Empire of Signs / L'empire des Signes, 1970
book by Roland Barthes

The Empire of Signs was written after Barthes' visit to Japan in the late 1950s and in reaction not to Japan itself but to the Japan Barthes read from the signs surrounding him. He is said to have been amused of being in a country where he could not read anything written, and where everything was a multitude of symbols for him to observe. The Japan Barthes write is a Japan without center - endless periphery surrounding and empty central space of unreadable text.

Japan is to Barthes a semiotic paradise, a land of empty signs. Everything is a symbol, not for something, but for either another symbol, or for emptiness. Because of his decision to write his perceived Japan, Barthes is able to define it as it pleases him and in accordance to this idea of an empty center. (He carefully differentiates between the "real" Japan and the Japan he writes about, his interest lies only in this latter perceived Japan.)

The most quoted example is his description and reading of Tokyo; a city with an empty (or sacred) center where the unseen Emperor lives. This city is the opposite of the concentric ordered Western City; movement in Tokyo is avoiding the center, not drawn into it. He sees the same logic applied to orientation on the street, there are no (for Barthes) usable numbering of the houses, instead addresses are given as street intersections, by references to signs or landmarks. In the west numbering of the houses suggests a direction or progression along the street, not so in Japan. In order to move about the city the visitor must write his own system of signs onto the scene of the street, it is the reader-as-author once again.

He notices the same empty center wherever hi directs his attention; in Japanese aesthetics where the empty canvas/paper is a large part of what is seen, in poetry; Haiku is to Barthes a way to Zen nothingness, beyond God and beyond the ego of the author; "vision without commentary". Zen Buddhism is of course easily adapted to this hunt for the signifier without signified. Even eating is without center or meaning; the Japanese dinner is fragmented and ornamental, and without the centerpiece so common to western cuisine. He describes Japanese cooking as "the twilight of the raw".

And of course there is a similar empty center in the text Empire of Signs, a story not told and kept secret from the reader, only to be decoded much later; namely Barthes visits to all male brothels in Tokyo. His own homosexuality is in this and many texts to follow yet another layer of secret signs, an empty space in the center of the author of the text. Thus the personal sneaks in into the theory, and it would continue to do so, thereby allowing Barthes a departure from formal semiotics, to pursue reading as an act of pleasure.
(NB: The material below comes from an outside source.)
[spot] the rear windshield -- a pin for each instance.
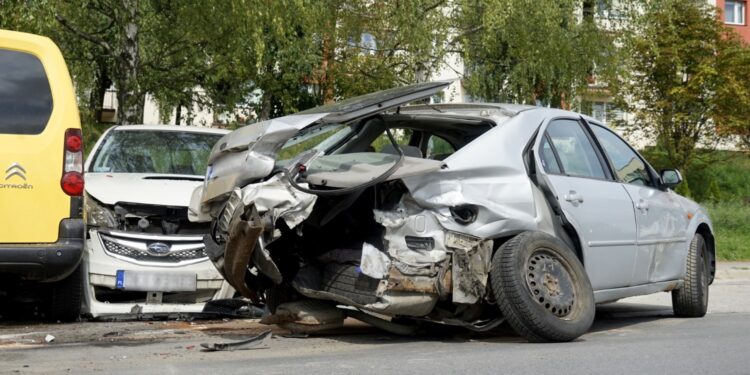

"(...) I perceive the conjunction of a distance and a division, the juxtaposition of fields (in the rural and visual sense) simultaneously discontinuous and open (patches of tea plantations, of pines, of mauve flowers, a composition of black roofs, a grillwork of alleyways, a dissymmetrical arrangement of low houses): no enclosure (except for very low ones) and yet I am never besieged by the horizon (and its whiff of dreams): no craving to swell the lungs, to puff up the chest to make sure of my ego, to constitute myself as the assimilating center of the infinite: brought to the evidence of an empty limit, I am limitless without the notion of grandeur, without a metaphysical reference. (...) One might say that an age-old technique permits the landscape or the spectacle to produce itself, to occur in a pure significance, abrupt, empty, like a fracture. Empire of Signs? Yes, if it is understood that these signs are empty and that the ritual is without a god. Look at the cabinet of Signs (which was the Mallarmean habitat), i.e., in that country, any view, urban, domestic, rural, and the better to see how it is made (...)"
(Barthes, "The Cabinet of Signs" in The Empire of Signs)

"The Japanese readers immediately feed the distance that he tries to keep from Japan in Empire of Signs serves. As Hidé Ishiguro shows in “The idea of the Orient,” Barthes’ attempt of interpreting Japan is intellectual stimulating, perhaps, especially to the Japanese. It is precisely because it was not intend to be read by the Japanese."